Это тысячи. Сотни тысяч. Глупая куча денег. Все могут найти в интернете его годовой оклад. Вся эта сумма разделена на семнадцать платежей, которые ему выплачиваются за обычный сезон.

Все эти деньги. Я наклонилась и прижала ладони к коленям, находясь на грани тошноты.

— Меня сейчас вырвет.

Его вздох залетел в одно мое ухо и вылетел из другого.

— Прекрати. Тебя не стошнит. Я приму душ и потом намажу этот крем, — произнес он, слегка похлопывая меня по спине.

Он ошибался. Меня вырвет. Как он, черт побери, просто взял и выбросил столько денег?
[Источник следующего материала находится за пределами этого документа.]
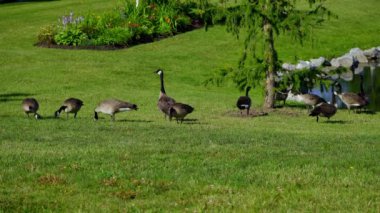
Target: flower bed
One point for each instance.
(124, 26)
И ради чего? Из-за идиота Кристина, который думал, что обычные, принятые в обществе правила не применимы к нему?

Я знала Эйдена. Знала, что у него самоконтроль святого. Он обдумывал все свои решения. Он никогда не наслаждался избиением других.

Он хорошо обдумал то, что собирался сделать так, чтобы Кристиан нанес удар первым. Но я не собиралась думать, что он не принял во внимание последствия данной драки.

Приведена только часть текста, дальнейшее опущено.